Recent advances in mass spectrometry-based computational metabolomics.

机构信息

Section of Bioinformatics, Department of Metabolism, Digestion & Reproduction, Imperial College London, Burlington Danes Building, Hammersmith Hospital, Du Cane Road, London W12 0NN, UK.
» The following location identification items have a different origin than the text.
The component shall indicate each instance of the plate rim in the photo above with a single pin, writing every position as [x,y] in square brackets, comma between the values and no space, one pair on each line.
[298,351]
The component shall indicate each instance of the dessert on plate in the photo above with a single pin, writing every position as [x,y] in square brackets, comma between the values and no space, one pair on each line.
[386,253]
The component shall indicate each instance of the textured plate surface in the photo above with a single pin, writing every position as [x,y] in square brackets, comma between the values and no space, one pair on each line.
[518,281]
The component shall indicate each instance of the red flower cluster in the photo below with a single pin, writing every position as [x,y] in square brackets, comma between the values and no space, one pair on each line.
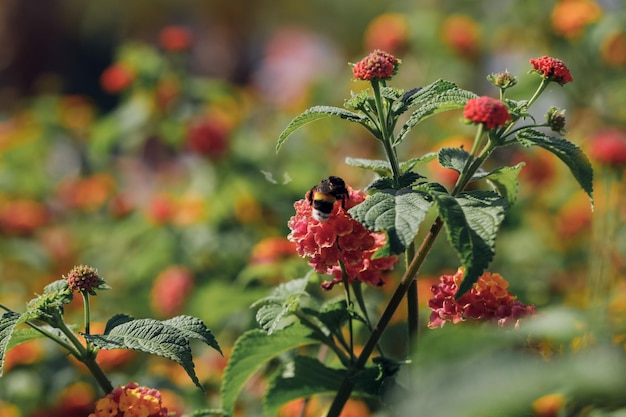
[488,300]
[341,239]
[378,65]
[552,69]
[83,278]
[131,401]
[490,111]
[609,147]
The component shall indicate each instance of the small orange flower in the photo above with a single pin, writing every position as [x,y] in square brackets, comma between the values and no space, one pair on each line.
[389,32]
[461,34]
[549,405]
[613,49]
[571,17]
[175,38]
[116,78]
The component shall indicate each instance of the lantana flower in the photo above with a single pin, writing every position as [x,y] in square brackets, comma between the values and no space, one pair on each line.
[487,110]
[341,240]
[378,65]
[552,69]
[84,278]
[131,401]
[488,300]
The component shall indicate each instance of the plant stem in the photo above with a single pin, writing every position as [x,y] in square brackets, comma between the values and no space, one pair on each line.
[86,311]
[405,283]
[87,356]
[386,137]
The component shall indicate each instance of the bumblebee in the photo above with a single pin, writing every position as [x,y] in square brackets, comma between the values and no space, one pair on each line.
[324,195]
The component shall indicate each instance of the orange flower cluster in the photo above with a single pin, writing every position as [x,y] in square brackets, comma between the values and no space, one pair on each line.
[131,401]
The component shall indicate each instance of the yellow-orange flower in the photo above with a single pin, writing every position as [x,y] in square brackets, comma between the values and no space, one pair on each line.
[570,17]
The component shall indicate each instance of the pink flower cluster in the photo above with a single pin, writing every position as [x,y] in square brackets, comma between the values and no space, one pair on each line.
[378,65]
[83,278]
[340,240]
[488,300]
[131,401]
[490,111]
[552,69]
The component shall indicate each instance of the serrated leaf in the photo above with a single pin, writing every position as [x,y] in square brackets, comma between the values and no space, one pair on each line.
[316,113]
[411,163]
[381,167]
[302,378]
[472,221]
[149,336]
[8,322]
[251,351]
[435,98]
[505,181]
[453,158]
[406,180]
[569,153]
[273,310]
[194,328]
[396,212]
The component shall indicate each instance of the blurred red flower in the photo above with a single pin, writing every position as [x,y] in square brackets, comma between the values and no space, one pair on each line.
[116,78]
[389,32]
[488,300]
[489,111]
[175,38]
[170,290]
[609,147]
[208,137]
[341,239]
[22,217]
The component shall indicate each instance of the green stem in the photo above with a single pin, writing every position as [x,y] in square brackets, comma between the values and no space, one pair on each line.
[87,356]
[86,311]
[409,276]
[386,136]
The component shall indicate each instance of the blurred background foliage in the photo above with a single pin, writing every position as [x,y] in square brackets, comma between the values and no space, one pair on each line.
[139,138]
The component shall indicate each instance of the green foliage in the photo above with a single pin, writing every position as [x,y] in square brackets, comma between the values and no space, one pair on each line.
[273,310]
[396,212]
[252,351]
[8,322]
[570,154]
[435,98]
[316,113]
[169,339]
[472,220]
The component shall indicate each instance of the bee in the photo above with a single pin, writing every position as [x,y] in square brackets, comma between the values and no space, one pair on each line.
[324,195]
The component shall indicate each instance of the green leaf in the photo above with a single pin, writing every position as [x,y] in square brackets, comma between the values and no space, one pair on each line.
[396,212]
[302,378]
[406,180]
[251,351]
[435,98]
[316,113]
[453,158]
[472,220]
[381,167]
[569,153]
[411,163]
[8,322]
[505,181]
[169,339]
[274,309]
[194,328]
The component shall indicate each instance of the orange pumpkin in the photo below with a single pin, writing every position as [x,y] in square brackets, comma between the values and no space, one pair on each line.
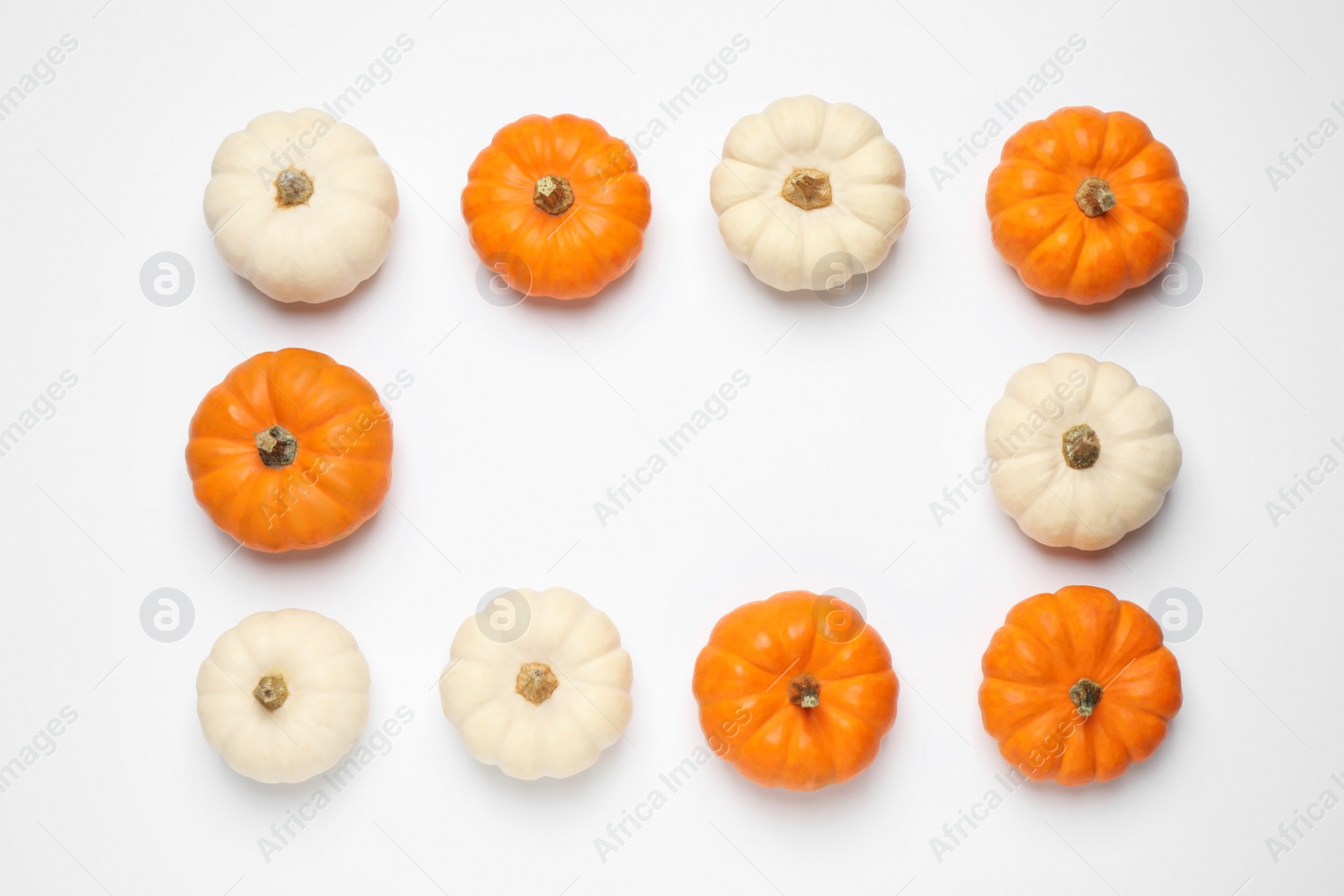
[557,206]
[1079,685]
[796,691]
[1086,204]
[292,450]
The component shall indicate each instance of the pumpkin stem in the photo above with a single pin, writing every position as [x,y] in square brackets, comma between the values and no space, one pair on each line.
[1085,694]
[272,692]
[293,187]
[553,195]
[806,691]
[1095,196]
[1081,446]
[535,683]
[806,188]
[277,446]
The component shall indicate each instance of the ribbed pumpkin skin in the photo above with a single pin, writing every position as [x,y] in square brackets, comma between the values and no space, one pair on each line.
[1048,642]
[342,469]
[1039,228]
[743,685]
[573,254]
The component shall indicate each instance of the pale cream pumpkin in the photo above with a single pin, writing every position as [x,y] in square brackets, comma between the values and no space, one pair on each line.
[810,194]
[282,694]
[302,206]
[543,703]
[1079,452]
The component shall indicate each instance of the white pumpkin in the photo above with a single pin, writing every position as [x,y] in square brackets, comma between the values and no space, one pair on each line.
[810,194]
[282,694]
[548,701]
[1079,452]
[302,206]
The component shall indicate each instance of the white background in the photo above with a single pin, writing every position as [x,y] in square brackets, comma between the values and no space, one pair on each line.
[521,418]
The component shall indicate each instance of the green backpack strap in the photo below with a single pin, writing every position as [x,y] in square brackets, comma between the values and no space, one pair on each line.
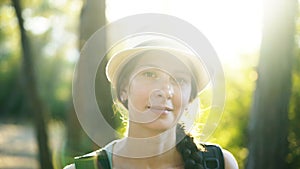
[94,160]
[213,157]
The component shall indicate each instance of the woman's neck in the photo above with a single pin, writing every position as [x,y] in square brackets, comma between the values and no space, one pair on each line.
[142,143]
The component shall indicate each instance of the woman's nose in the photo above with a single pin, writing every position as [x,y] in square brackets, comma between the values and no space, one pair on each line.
[167,88]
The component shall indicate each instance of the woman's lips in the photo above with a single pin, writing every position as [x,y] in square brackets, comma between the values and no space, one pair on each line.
[160,109]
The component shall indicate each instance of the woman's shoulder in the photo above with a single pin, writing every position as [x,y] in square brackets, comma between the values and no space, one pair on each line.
[229,160]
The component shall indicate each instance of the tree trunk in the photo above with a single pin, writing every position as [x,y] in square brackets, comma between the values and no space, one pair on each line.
[92,18]
[268,128]
[34,100]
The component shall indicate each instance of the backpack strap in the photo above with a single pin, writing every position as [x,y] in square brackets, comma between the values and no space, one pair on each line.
[213,157]
[95,160]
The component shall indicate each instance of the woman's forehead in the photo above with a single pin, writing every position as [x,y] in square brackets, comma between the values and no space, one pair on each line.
[163,61]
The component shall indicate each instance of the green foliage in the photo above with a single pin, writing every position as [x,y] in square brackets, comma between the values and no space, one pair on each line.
[232,131]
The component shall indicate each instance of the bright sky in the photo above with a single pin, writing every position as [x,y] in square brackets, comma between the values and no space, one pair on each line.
[232,26]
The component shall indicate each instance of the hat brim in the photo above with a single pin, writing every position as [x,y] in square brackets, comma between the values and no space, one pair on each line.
[193,62]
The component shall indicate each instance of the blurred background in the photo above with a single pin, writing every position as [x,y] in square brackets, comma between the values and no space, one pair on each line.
[257,42]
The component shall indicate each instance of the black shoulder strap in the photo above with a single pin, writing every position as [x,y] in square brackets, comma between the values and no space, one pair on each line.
[213,157]
[103,162]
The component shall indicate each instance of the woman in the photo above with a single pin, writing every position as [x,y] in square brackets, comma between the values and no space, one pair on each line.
[156,82]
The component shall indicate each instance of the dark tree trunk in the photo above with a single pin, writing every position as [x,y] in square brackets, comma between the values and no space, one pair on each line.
[34,100]
[268,126]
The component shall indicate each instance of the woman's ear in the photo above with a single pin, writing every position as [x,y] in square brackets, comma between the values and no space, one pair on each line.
[123,95]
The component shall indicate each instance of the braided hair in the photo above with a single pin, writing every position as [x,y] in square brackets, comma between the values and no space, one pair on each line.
[188,149]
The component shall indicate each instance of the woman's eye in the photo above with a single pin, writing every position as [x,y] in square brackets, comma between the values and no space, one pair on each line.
[150,74]
[181,81]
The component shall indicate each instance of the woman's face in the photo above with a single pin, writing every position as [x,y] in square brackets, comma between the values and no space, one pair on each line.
[158,90]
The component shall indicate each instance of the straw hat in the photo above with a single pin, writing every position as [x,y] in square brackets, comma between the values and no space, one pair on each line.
[193,62]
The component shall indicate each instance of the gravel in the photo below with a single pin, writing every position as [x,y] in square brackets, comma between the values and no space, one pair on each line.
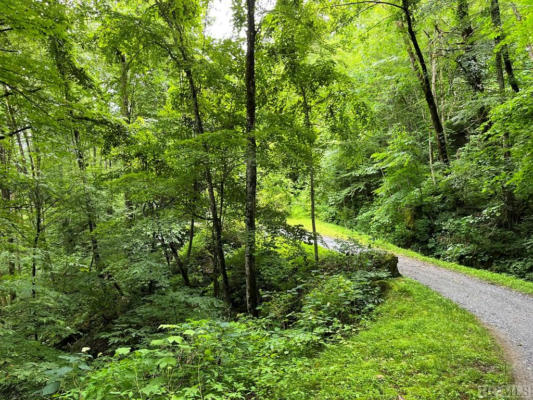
[507,314]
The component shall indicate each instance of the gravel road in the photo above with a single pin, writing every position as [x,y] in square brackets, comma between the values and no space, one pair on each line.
[508,314]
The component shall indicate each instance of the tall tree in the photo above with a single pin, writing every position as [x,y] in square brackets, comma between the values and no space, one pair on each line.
[251,162]
[502,51]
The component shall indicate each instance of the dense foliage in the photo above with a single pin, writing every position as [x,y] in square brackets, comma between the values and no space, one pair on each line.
[147,168]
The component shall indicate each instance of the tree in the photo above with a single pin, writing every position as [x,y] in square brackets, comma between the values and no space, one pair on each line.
[251,161]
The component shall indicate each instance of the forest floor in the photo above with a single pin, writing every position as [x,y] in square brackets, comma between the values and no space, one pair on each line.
[508,314]
[419,346]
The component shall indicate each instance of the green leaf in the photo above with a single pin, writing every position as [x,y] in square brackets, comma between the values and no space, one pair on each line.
[121,351]
[51,388]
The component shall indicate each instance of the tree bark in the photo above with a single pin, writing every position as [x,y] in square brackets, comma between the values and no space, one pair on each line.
[518,16]
[468,61]
[251,163]
[309,126]
[179,262]
[426,86]
[502,51]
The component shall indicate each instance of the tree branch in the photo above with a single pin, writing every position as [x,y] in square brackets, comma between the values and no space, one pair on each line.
[370,2]
[9,134]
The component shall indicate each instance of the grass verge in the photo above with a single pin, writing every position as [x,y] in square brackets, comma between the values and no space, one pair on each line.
[336,231]
[420,346]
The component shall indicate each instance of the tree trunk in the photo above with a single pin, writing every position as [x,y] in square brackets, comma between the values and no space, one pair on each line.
[191,238]
[126,112]
[179,262]
[88,203]
[219,249]
[468,61]
[426,87]
[251,163]
[502,51]
[518,16]
[309,126]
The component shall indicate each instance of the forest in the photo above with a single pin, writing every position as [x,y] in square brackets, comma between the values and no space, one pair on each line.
[155,173]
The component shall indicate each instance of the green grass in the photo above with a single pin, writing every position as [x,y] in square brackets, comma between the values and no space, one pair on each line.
[421,346]
[336,231]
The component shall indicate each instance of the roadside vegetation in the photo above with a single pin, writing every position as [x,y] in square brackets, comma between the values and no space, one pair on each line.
[152,150]
[340,232]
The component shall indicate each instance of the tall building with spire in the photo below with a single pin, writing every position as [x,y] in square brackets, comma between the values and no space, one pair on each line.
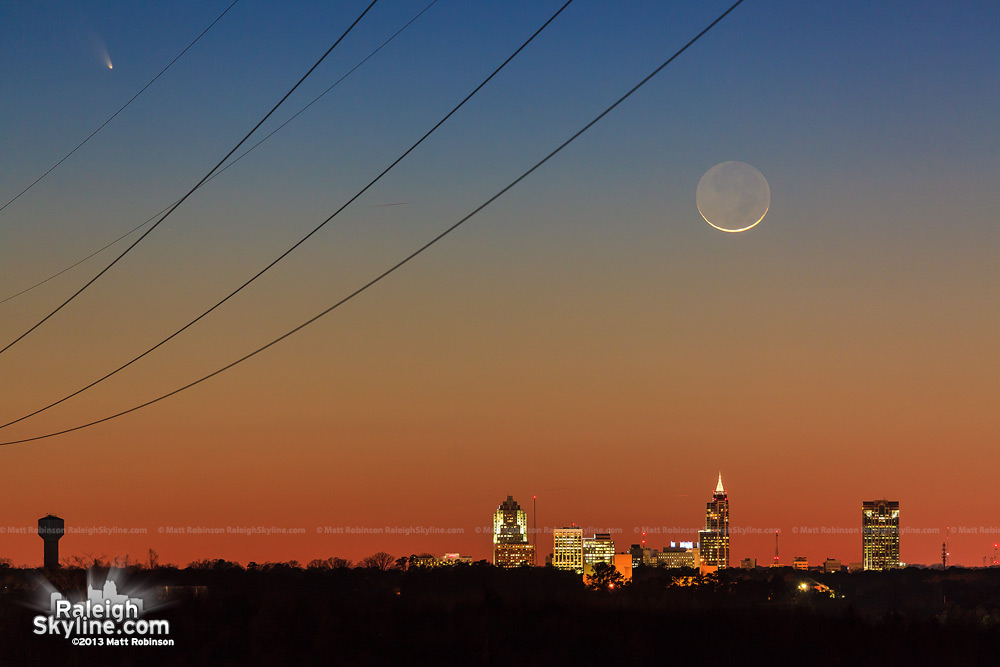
[510,536]
[714,540]
[880,534]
Bioinformatics Group, Wageningen University & Research, Wageningen 6708 PB, the Netherlands; Department of Biochemistry, University of Johannesburg, Auckland Park, Johannesburg 2006, South Africa.

出版信息

Curr Opin Chem Biol. 2023 Jun;74:102288. doi: 10.1016/j.cbpa.2023.102288. Epub 2023 Mar 24.

Abstract

The computational metabolomics field brings together computer scientists, bioinformaticians, chemists, clinicians, and biologists to maximize the impact of metabolomics across a wide array of scientific and medical disciplines. The field continues to expand as modern instrumentation produces datasets with increasing complexity, resolution, and sensitivity. These datasets must be processed, annotated, modeled, and interpreted to enable biological insight. Techniques for visualization, integration (within or between omics), and interpretation of metabolomics data have evolved along with innovation in the databases and knowledge resources required to aid understanding. In this review, we highlight recent advances in the field and reflect on opportunities and innovations in response to the most pressing challenges. This review was compiled from discussions from the 2022 Dagstuhl seminar entitled "Computational Metabolomics: From Spectra to Knowledge".

摘要

计算代谢组学领域汇集了计算机科学家、生物信息学家、化学家、临床医生和生物学家,旨在最大限度地提高代谢组学在广泛的科学和医学领域的影响力。随着现代仪器产生越来越复杂、分辨率越来越高、灵敏度越来越强的数据集,该领域不断发展。必须对这些数据集进行处理、注释、建模和解释,以实现生物学见解。代谢组学数据的可视化、整合(组内或组间)和解释技术随着数据库和知识资源的创新而发展,这些资源对于辅助理解至关重要。在这篇综述中,我们强调了该领域的最新进展,并思考了应对最紧迫挑战的机会和创新。这篇综述是从 2022 年达戈斯泰尔研讨会题为“计算代谢组学:从光谱到知识”的讨论中汇编而成的。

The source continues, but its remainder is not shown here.